Cheq, a startup focused on preventing ad fraud and ensuring that ads run in brand-safe environments, has raised $16 million in Series B funding.
When the company raised its $5 million Series A last year, CEO Guy Tytunovich contrasted Cheq's approach with what he called "first generation solutions for ad verification" — rather than identifying fraud and other issues after an ad has already run, he said Cheq is more proactive and can block ads from being served in real time.
I caught up with Tytunovich yesterday, and he told me that this approach remains one of Cheq's strengths.
At the same time, he also acknowledged that "refunds, rebates and make goods" are allowing advertisers to achieve a kind of retroactive prevention. So he's increasingly focused on Cheq's accuracy.
Tytunovich suggested that rather than simply relying on keywords (an approach that might suggest that a relatively innocuous article like "LeBron James killed it last night" isn't an appropriate place to serve an ad), Cheq is examining 1,200 different factors, "looking for anomalies or looking where the fraudster did some sloppy work."
And Tytunovich said that despite the number of companies tackling the issue, fraud is still growing — he pointed to a recent report from Cheq estimating that fraud will cost advertisers $23 billion this year.
"You need to be smarter every day," he said. "We're definitely seeing in ad fraud, not just different types of sophisticated fraud — as the time goes by we see more and more of that organized crime type of ad fraud. Which is fascinating on the one hand, but also it’s kind of frightening if you really think about it."
The new funding was led by Battery Ventures (which also led the Series A) and MizMaa Ventures.
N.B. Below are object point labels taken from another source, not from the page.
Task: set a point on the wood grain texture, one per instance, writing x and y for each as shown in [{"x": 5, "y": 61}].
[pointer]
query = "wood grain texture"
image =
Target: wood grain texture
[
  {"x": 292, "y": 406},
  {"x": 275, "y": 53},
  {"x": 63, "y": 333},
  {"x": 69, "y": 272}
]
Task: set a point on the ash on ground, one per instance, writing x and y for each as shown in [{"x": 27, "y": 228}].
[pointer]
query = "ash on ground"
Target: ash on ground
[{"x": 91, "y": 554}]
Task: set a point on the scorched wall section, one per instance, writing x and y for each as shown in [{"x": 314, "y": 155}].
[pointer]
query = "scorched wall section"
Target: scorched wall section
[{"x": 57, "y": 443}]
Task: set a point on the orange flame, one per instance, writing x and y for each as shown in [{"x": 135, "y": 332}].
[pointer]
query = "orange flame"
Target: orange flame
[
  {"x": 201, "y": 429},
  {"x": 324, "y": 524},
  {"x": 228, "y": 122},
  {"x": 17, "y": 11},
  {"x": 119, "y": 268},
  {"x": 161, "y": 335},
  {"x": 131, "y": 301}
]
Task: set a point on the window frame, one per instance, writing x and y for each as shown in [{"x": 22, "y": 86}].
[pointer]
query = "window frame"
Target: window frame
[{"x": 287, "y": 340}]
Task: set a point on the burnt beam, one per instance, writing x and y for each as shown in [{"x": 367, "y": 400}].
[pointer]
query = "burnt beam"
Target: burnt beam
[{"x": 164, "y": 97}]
The latter is an Israeli firm that Tytunovich said already "helped tremendously" with things like introductions, even before making an investment.
Cheq is also moving into new areas like connected TV and console gaming.
Ultimately, Tytunovich said he wants the company to become the "immune system of the internet" — which doesn't just mean detecting ad fraud, but also becoming "a solution to everything that sucks about digital advertising specifically, things like fake news and how advertising relates to that."